# Necesito un Amplificador 4 x 60W



## manu_sonata (Nov 15, 2008)

holaa
ando buscando un amplificador de 60W por 4 o 6 canales clase A
si alguien puede conseguirme algun esquematico o pcb estare dispuesto a fabricarlo

gracias de antemano


----------



## mnicolau (Nov 15, 2008)

manu_sonata dijo:
			
		

> holaa
> ando buscando un amplificador de 60W por 4 o 6 canales clase A
> si alguien puede conseguirme algun esquematico o pcb estare dispuesto a fabricarlo
> 
> gracias de antemano



Hola manu, 4 o 6 canales, 60[W] por canal, en clase A? mmm calentaría más que una estufa eso jeje. 

Te puedo dejar esta dir:

http://www.digisec.co.za/ras/

Ahí hay un par de clases A, de hasta 32[W] (de mayor potencia creo que no eh visto en clase A). Deberías armar tantos como canales quieras. 
Qué uso tenés pensado darle?

Saludos


----------



## lalex (Nov 16, 2008)

trata de especificar el voltaje y corriente?


http://www.pablin.com.ar/electron/circuito/audio/amp4x40/index.htm


ahi tenes uno, yo lo estaba por armar, pero me dijieron q no tira los 40w... 

sino.. aca tenes otro

https://www.forosdeelectronica.com/about19073.html (recomendable, re completo)

bueno fijate..


----------



## Cacho (Nov 16, 2008)

manu_sonata dijo:
			
		

> ando buscando un amplificador de 60W por 4 o 6 canales clase A



A la pelotita...
Hagamos un poquito de la fea matemática que rige estas cosas.
Un amplificador Clase A tiene una eficiencia de entre el 20 y 30% en los mejores casos (van del 12 al 22% usualmente). Usemos 25% para partir diferencias y hacer números fáciles.
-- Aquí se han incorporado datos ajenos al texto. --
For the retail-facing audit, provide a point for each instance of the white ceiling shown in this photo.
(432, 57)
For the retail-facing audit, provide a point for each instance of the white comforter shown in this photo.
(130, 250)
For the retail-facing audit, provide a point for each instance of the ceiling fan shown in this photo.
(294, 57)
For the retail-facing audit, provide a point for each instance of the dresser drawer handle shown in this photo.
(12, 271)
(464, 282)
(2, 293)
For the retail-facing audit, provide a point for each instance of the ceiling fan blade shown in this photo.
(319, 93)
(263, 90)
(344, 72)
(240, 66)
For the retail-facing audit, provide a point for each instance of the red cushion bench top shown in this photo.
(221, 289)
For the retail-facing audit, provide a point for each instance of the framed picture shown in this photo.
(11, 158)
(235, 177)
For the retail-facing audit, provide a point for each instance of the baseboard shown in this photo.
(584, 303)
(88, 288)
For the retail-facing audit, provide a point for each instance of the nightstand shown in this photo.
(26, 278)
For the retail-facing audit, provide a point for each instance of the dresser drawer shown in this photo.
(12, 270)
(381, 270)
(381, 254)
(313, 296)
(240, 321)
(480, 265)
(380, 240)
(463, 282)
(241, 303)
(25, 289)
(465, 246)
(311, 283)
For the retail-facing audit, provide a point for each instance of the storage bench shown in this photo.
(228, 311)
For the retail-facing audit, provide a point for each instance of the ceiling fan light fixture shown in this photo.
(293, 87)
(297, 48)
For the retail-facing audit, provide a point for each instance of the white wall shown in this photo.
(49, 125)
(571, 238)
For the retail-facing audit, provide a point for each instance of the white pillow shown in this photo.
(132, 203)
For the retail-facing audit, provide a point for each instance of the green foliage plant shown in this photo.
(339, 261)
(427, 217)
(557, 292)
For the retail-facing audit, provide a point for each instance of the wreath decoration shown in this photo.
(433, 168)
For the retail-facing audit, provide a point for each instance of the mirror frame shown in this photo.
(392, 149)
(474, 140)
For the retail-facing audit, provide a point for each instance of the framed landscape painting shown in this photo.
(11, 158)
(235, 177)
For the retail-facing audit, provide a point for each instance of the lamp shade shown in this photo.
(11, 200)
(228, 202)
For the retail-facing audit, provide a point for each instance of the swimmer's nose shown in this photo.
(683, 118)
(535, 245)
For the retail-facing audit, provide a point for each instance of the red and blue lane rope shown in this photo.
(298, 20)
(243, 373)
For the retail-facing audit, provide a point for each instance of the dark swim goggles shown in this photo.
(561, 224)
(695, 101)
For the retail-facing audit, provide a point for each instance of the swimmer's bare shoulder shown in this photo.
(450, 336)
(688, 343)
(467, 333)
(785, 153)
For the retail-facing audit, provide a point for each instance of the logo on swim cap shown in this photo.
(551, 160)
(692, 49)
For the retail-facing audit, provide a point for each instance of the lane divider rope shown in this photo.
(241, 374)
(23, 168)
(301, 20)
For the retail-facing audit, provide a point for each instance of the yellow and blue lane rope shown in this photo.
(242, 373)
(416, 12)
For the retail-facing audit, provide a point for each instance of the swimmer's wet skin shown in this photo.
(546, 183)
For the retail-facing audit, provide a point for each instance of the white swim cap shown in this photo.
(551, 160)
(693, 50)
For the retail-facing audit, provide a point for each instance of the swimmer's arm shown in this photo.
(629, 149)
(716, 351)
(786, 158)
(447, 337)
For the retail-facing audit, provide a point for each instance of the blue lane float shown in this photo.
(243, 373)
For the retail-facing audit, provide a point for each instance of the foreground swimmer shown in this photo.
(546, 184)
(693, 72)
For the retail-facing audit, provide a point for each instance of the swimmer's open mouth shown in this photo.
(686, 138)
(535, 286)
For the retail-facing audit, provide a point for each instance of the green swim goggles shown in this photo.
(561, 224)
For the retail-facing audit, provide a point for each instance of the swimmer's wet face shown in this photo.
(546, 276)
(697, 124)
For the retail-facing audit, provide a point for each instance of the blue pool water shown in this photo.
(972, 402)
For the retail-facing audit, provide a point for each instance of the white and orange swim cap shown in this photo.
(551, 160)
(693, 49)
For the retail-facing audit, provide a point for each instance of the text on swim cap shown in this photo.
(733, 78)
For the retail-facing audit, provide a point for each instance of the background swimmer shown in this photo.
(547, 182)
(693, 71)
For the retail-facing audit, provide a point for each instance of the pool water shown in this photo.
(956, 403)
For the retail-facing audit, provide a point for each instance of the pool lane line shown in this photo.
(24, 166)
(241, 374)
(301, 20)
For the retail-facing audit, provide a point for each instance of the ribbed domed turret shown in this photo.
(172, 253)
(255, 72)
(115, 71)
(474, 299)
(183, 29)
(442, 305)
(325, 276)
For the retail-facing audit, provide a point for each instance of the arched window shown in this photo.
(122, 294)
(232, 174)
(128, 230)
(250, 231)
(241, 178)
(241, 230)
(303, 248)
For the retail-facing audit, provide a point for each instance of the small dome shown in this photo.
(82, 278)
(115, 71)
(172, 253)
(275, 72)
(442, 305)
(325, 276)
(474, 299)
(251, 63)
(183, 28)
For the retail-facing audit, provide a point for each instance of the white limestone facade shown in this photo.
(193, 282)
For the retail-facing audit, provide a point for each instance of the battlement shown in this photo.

Para seguir manteniéndonos en lo fácil, supongamos que no tenemos pérdidas.
Si 60W son el 25%, entonces la potencia total son 240W.
Si hay 4 canales de esos, la potencia consumida es de 960W.
Si son 6 canales, 1440W.
Te darás cuenta de que tu amplificador es, poco más o menos, una plancha semi industrial, ¿no?.
Más aún, tenés que mantenerlo suficientemente frío, así que el radiador que necesitás va a ser, más o menos, del tamaño de un gabinete de computadora. ¿Estás seguro de que buscás eso?.
Mejor cambiá las especificaciones...
Saludos


----------



## Yoangel Lazaro (Nov 16, 2008)

Te recomiendo clase B ó Clase AB con las especificaciones de potencia antes mencionado


----------